I had not become clinically depressed after my son’s death, but I had lost much of my joy. Not long after he died, my parents passed away as well, severing my relationships with my sisters almost completely. Then another one of my children became seriously ill. I was functioning. I was coping. But I was not happy.
I began practicing embodied gratitude several times a day. I took mindful moments upon waking, a crucial time for neuroplasticity, and three to five additional times throughout the day. I found joy seeping back into my day. At firs, it lasted only part of the day. Old irritations still surfaced, especially when I returned home to adult children who were not doing their share. But, by late fall, the seas of ease and lightness spread throughout the entire day.
I now find humor in situations that once would have irritated me. My grief has reduced considerably. I still miss my son deeply. I still grieve. But, with EFT (Emotional Freedom Technique), meditation, and embodied gratitude, the grief is now brief and tolerable. I can return to joy and appreciation more quickly and more gently.
In finding meaning from his death, I found relief.
In finding gratitude and love, I found joy.
A Note for Those Early in Grief
If you are reading this in the early days, months, or years after the loss of your child, I want to speak to you directly.
What you are feeling is not wrong. It is not excessive. It is not something to “fix.” The depth of your pain reflects the depth of your love. This kind of grief is not meant to be hurried, bypassed, or compared to anyone else’s timeline. There may be days when simply breathing feels like an accomplishment—and on those days, that is enough.
You may hear well-meaning people suggest that time heals all wounds. In my experience, time alone does not heal this kind of loss. What time can offer—very slowly—is space: space for the sharpest edges to soften, space for moments of rest between waves, space for meaning to emerge when you are ready, if it ever does.
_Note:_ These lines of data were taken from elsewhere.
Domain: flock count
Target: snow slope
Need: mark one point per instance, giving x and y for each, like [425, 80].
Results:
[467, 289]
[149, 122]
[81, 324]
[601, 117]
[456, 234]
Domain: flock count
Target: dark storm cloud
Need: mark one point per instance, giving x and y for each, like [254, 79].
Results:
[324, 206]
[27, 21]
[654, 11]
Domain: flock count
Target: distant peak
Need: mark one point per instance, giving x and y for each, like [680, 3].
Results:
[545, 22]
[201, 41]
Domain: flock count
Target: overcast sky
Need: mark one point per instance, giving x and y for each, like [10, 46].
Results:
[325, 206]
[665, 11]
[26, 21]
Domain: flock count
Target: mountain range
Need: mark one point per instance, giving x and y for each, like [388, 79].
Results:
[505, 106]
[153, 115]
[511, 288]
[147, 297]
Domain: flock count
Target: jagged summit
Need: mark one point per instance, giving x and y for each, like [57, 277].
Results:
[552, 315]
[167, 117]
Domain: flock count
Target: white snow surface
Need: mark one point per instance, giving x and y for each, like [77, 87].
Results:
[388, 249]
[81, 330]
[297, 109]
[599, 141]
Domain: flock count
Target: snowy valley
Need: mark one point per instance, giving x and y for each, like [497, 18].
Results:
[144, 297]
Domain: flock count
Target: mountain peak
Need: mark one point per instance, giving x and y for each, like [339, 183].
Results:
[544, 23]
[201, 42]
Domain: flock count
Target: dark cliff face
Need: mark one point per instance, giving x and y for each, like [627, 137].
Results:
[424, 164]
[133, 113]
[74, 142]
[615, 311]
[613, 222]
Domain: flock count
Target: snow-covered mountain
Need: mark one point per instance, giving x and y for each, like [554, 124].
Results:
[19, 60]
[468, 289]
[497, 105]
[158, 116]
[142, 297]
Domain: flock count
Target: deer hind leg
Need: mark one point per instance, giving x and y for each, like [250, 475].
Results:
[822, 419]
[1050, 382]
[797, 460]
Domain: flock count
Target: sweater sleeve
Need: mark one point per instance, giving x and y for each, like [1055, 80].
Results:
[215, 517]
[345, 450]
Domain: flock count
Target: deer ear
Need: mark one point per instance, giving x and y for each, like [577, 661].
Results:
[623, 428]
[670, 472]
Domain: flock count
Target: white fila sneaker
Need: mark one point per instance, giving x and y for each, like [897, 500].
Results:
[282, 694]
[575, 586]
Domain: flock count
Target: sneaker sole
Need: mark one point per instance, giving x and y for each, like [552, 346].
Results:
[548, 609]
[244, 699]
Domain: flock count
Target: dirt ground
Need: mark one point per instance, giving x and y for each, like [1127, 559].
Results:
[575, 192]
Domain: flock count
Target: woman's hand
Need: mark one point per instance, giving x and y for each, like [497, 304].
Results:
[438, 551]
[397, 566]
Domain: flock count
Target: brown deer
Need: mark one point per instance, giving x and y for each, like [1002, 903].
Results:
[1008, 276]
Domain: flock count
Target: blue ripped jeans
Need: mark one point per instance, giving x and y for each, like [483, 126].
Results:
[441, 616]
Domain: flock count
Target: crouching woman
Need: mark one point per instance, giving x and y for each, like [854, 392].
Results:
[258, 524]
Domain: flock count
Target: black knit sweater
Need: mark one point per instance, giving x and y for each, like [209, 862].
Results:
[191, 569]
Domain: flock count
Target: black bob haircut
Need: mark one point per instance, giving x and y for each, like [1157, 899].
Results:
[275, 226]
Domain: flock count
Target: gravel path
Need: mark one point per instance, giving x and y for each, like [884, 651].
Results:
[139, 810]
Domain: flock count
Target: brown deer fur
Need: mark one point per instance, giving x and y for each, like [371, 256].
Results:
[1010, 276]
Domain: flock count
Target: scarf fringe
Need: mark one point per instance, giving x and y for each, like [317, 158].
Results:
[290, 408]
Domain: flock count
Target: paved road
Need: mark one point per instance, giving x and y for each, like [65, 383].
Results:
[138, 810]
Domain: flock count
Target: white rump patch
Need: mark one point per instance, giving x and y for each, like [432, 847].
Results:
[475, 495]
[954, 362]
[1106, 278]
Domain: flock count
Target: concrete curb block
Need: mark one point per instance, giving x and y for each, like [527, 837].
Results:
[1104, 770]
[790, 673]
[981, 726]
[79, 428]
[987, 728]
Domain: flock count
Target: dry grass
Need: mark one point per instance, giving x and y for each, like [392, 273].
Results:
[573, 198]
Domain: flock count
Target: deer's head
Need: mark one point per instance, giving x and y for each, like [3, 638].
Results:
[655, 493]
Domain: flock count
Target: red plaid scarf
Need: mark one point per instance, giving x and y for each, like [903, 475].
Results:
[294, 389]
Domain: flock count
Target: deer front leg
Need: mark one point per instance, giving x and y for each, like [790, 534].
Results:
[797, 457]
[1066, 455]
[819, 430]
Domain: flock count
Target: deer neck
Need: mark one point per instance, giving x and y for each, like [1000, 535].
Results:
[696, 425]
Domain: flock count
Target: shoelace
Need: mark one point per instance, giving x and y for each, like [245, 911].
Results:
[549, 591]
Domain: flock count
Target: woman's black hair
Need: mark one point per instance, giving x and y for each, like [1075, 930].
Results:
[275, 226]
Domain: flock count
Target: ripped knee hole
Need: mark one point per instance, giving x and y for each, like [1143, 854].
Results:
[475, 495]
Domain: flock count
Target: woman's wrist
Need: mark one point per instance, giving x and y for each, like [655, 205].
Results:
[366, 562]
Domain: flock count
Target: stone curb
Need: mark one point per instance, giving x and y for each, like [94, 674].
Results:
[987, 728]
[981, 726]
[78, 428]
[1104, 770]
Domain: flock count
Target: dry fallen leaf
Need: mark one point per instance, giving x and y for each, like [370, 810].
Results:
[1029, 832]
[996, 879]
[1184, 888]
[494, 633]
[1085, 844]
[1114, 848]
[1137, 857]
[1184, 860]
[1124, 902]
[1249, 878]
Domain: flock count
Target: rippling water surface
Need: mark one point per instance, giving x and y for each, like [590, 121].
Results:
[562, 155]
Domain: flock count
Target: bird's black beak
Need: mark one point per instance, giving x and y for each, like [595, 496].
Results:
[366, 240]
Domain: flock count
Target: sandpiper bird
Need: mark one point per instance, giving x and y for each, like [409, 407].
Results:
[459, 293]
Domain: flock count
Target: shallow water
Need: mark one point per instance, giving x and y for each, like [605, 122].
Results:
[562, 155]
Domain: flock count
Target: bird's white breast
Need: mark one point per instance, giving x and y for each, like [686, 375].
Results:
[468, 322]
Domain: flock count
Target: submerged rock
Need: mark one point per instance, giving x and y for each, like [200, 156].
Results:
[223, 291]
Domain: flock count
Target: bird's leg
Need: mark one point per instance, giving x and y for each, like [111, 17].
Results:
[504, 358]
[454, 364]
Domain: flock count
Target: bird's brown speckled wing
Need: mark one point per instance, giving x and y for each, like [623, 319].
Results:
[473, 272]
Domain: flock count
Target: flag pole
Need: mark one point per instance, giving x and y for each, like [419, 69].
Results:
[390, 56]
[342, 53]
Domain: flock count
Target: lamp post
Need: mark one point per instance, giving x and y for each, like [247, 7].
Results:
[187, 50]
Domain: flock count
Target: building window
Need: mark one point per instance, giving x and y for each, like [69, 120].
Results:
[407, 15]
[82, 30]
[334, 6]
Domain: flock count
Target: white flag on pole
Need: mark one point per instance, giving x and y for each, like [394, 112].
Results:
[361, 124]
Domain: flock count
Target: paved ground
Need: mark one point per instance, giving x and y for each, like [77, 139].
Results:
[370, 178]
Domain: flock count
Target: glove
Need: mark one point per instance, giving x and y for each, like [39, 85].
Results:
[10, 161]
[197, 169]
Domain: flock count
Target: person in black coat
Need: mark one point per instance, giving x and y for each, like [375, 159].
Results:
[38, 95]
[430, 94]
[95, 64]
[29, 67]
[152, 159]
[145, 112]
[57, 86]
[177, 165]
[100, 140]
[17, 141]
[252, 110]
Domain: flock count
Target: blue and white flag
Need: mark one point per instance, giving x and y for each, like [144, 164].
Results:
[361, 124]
Please know this: you do not have to feel hope right now. You do not have to believe in anything beyond what you can survive today. Even if joy feels impossible, even if faith feels inaccessible, even if the pain lives in your body as much as your heart—you are not failing at grief and you are not alone. I was there too and many others are walking that horrific road with you.
One day, far in the future and without your forcing it, something may shift. The grief may still be there, but it may no longer consume every moment. Love may begin to coexist with sorrow. Breath may come a little easier. And if that day does not come for a long time, you are still exactly where you need to be.
You are not alone on this path, even when it feels unbearably lonely. Your love for your child did not end with their death—and neither did your right to live, to heal, and eventually, to feel moments of peace again.
Be gentle with yourself. You are carrying the unimaginable.